Complete step by step answer:
First, we would know how a vector is defined in the coordinate plane. For any point with coordinates (a,b), a vector from origin is said to be $a\hat i + b\hat j$. Let there be two points P and Q with coordinates (a,b) and (c,d) respectively. Corresponding vectors from origin would be
$\overrightarrow {OP} = a\hat i + b\hat j$ and $\overrightarrow {OQ} = c\hat i + d\hat j$ .
So here, according to Triangle law of vector addition (that states that if two vectors are represented by two sides of a triangle in sequence, then third closing side of the triangle, in the opposite direction of the sequence, represents the sum (or resultant) of the two vectors in both magnitude and direction) we can say that,
\[
  \overrightarrow {OP} + \overrightarrow {PQ} = \overrightarrow {OQ} \\
   \Rightarrow \overrightarrow {PQ} = \overrightarrow {OQ} - \overrightarrow {OP} \\
   \Rightarrow \overrightarrow {PQ} = \left( {c\hat i + d\hat j} \right) - (a\hat i + b\hat j) \\
   \Rightarrow \overrightarrow {PQ} = \left( {c - a} \right)\hat i + (d - b)\hat j \\
 \]
Also the mod of vector equals,
$|\overrightarrow {PQ|} = \sqrt {{{\left( {c - a} \right)}^2} + {{\left( {d - b} \right)}^2}} $
Using the above formulas, we can find
a) $\overrightarrow {AB} $
\[
  \overrightarrow {AB} = \overrightarrow {OB} - \overrightarrow {OA} \\
   \Rightarrow \overrightarrow {AB} = \left( {2\hat i + 3\hat j} \right) - (7\hat i - 9\hat j) \\
   \Rightarrow \overrightarrow {AB} = (2 - 7)\hat i + \left( {3 + 9} \right)\hat j \\
   \Rightarrow \overrightarrow {AB} = - 5\hat i + 12\hat j \\
 \]
b) $|\overrightarrow {AB} |$
 $
  |\overrightarrow {AB} | = \sqrt {{{\left( { - 5} \right)}^2} + {{\left( {12} \right)}^2}} \\
   \Rightarrow |\overrightarrow {AB} | = \sqrt {25 + 144} = \sqrt {169} \\
   \Rightarrow |\overrightarrow {AB} | = 13 \\
 $
c) A unit vector in the direction of $\overrightarrow {AB} $
Unit vector in any direction is a vector in the given direction having a magnitude of 1.

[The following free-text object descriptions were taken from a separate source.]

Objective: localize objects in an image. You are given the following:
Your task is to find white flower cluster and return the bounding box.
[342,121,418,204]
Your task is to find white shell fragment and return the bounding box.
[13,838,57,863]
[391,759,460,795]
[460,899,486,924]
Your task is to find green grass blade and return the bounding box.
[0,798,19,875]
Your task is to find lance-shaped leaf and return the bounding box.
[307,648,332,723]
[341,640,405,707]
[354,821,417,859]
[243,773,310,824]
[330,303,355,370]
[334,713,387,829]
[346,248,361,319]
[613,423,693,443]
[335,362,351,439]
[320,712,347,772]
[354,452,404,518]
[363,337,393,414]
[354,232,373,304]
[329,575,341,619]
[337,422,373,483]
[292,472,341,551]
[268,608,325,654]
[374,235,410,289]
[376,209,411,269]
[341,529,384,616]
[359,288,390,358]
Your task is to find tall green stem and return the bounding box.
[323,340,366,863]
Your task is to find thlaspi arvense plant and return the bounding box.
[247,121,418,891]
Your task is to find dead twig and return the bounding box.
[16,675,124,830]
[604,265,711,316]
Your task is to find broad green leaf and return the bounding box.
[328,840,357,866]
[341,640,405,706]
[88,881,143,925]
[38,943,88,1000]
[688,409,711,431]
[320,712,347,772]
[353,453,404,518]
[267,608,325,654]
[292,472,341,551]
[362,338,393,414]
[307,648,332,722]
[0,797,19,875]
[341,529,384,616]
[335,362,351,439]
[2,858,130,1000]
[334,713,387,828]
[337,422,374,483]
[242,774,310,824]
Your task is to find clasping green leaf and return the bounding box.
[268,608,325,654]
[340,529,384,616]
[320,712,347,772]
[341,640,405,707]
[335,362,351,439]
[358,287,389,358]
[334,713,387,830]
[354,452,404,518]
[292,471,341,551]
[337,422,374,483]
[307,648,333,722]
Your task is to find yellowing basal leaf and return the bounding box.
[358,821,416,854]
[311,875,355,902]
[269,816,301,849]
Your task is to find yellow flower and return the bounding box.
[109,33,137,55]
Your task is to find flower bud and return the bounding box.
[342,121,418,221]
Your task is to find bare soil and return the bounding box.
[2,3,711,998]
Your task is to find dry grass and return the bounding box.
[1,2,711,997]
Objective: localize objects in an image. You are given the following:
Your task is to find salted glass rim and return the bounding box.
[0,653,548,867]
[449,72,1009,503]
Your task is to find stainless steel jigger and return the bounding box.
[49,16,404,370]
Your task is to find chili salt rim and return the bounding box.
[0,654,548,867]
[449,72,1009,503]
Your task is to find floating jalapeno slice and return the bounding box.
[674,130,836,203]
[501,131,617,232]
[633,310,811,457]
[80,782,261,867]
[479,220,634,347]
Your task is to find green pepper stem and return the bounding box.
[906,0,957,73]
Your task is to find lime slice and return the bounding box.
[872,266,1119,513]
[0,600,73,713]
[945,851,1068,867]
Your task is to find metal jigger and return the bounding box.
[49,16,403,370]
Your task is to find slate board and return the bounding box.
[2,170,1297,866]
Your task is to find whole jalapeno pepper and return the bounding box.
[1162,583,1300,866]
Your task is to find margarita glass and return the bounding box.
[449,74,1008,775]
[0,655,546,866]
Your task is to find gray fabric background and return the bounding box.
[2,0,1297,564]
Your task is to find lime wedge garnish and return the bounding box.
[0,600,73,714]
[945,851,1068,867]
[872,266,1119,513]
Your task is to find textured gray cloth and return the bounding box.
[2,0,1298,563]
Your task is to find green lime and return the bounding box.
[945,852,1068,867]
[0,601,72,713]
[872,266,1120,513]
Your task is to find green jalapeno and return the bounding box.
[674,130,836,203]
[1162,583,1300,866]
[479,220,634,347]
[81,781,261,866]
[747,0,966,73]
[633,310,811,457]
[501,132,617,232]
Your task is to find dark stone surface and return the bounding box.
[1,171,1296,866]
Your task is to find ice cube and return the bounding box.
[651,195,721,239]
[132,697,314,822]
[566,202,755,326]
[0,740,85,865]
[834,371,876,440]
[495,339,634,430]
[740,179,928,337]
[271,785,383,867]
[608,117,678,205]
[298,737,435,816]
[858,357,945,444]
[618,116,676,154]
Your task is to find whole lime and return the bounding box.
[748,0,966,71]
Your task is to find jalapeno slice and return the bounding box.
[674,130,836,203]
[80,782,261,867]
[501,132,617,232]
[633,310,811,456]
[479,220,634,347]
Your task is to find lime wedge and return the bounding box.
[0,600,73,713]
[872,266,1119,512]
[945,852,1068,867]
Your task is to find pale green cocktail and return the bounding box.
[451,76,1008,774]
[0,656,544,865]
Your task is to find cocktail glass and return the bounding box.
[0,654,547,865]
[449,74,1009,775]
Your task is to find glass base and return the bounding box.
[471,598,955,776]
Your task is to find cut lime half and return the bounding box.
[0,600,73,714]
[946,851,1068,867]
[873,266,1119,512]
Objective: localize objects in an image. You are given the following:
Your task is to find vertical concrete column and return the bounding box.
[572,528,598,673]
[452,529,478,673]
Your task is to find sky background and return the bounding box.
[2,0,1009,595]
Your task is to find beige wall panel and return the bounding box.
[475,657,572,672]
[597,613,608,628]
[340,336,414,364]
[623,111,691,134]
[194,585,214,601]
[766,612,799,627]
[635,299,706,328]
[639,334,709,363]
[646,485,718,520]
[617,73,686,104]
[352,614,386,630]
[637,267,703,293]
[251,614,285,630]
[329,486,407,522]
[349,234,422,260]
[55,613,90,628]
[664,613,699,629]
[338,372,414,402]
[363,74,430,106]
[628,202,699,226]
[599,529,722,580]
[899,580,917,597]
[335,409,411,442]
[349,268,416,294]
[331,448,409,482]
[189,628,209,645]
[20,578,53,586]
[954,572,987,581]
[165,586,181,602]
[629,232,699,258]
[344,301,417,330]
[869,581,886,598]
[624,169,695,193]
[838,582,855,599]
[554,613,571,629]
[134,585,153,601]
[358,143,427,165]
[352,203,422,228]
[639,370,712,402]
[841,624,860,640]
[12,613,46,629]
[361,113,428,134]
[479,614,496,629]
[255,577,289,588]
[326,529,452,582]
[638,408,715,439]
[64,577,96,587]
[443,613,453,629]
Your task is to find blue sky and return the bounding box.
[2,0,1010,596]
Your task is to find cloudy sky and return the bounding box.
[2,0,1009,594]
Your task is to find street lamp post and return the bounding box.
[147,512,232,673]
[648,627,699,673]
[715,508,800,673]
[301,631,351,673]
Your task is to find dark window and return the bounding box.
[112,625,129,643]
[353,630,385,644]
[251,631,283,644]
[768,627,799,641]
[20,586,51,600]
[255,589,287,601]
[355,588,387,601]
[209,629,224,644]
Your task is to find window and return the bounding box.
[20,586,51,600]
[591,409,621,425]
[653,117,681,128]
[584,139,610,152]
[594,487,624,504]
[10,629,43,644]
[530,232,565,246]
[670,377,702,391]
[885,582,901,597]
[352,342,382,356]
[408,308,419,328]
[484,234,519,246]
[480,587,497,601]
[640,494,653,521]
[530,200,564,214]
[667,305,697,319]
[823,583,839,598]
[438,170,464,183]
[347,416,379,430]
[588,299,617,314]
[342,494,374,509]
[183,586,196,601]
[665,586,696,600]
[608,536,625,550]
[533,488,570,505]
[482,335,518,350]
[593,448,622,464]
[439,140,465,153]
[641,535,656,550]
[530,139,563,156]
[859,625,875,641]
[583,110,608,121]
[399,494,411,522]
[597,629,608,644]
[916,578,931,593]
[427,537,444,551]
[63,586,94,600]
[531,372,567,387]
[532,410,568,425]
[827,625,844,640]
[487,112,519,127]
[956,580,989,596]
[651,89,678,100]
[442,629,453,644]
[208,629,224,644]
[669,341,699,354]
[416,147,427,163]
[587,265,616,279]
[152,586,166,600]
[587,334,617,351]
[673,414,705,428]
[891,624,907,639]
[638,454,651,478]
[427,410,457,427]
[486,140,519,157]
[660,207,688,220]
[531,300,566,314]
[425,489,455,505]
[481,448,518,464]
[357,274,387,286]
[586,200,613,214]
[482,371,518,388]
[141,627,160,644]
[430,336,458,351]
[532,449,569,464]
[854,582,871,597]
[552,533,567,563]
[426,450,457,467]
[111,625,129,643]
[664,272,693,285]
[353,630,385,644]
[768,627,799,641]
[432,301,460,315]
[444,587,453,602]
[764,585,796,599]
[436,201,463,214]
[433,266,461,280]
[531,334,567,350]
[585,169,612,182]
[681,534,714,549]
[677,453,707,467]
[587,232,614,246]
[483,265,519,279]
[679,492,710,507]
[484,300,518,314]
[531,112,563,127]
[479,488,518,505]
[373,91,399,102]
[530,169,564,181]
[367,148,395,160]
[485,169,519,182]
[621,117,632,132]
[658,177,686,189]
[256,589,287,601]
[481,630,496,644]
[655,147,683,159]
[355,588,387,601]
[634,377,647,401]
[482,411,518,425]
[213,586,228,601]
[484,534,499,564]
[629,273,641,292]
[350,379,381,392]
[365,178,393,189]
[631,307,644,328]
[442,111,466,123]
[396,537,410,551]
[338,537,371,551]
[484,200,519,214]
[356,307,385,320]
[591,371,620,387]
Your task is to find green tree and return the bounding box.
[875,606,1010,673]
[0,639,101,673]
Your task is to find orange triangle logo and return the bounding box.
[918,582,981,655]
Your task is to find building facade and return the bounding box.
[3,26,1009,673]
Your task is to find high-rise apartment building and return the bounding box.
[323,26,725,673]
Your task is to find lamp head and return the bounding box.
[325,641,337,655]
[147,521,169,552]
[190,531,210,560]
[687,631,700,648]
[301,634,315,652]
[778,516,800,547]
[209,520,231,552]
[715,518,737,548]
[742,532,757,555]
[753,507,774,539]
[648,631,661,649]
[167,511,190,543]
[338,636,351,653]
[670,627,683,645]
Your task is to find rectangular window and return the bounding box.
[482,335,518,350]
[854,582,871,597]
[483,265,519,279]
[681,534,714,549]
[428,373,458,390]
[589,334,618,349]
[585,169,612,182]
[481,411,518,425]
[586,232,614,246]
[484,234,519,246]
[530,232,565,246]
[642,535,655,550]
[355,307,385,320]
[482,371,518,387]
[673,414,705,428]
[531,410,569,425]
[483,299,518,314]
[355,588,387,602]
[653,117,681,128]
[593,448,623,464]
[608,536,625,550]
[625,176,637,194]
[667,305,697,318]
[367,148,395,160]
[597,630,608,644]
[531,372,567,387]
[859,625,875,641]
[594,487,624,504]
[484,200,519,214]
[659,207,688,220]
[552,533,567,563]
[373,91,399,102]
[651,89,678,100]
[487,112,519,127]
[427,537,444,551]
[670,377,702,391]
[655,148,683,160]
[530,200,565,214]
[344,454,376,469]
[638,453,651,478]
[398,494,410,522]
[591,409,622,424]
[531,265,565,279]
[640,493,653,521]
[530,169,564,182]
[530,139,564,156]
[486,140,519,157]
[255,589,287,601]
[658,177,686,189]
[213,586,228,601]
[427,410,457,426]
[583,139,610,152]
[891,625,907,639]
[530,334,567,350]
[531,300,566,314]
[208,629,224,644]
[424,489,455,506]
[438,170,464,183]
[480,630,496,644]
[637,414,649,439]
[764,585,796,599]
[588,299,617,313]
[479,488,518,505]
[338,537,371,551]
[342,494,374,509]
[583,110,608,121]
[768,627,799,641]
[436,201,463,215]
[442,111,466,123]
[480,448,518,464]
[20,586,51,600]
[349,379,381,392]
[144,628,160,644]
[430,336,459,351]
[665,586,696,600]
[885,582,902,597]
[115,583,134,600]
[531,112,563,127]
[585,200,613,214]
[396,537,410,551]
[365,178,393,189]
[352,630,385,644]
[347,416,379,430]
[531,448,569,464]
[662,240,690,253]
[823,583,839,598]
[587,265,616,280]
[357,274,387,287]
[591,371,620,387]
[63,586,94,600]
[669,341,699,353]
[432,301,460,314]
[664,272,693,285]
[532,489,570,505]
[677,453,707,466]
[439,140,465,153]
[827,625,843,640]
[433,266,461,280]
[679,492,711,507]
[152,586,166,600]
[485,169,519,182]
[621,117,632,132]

Therefore, a unit vector in the direction of AB vector would be AB divided by its mod. Let the vector be $\overrightarrow U $.
$
  \overrightarrow U = \dfrac{{\overrightarrow {AB} }}{{|\overrightarrow {AB} |}} = \dfrac{{ - 5\hat i + 12\hat j}}{{13}} \\
   \Rightarrow \overrightarrow U = \dfrac{{ - 5}}{{13}}\hat i + \dfrac{{12}}{{13}}\hat j \\
 $

d) A vector three times as long as $\overrightarrow {AB} $ in the opposite direction
A vector in the opposite direction is simply denoted by a negative sign. Let the required vector be $\overrightarrow T $ .So, a vector in the opposite direction of $\overrightarrow {AB} $ and 3 times as long would be
$
  \overrightarrow T = 3 \times \left( { - \overrightarrow {AB} } \right) \\
   \Rightarrow \overrightarrow T = 3 \times (5\hat i - 12\hat j) \\
   \Rightarrow \overrightarrow T = 15\hat i - 36\hat j \\
 $

Note:Here we can also solve the latter two parts simply in mind. Also, in these kinds of questions it is always recommended to make a figure before coming to the numerical part as it helps greatly in solving the question.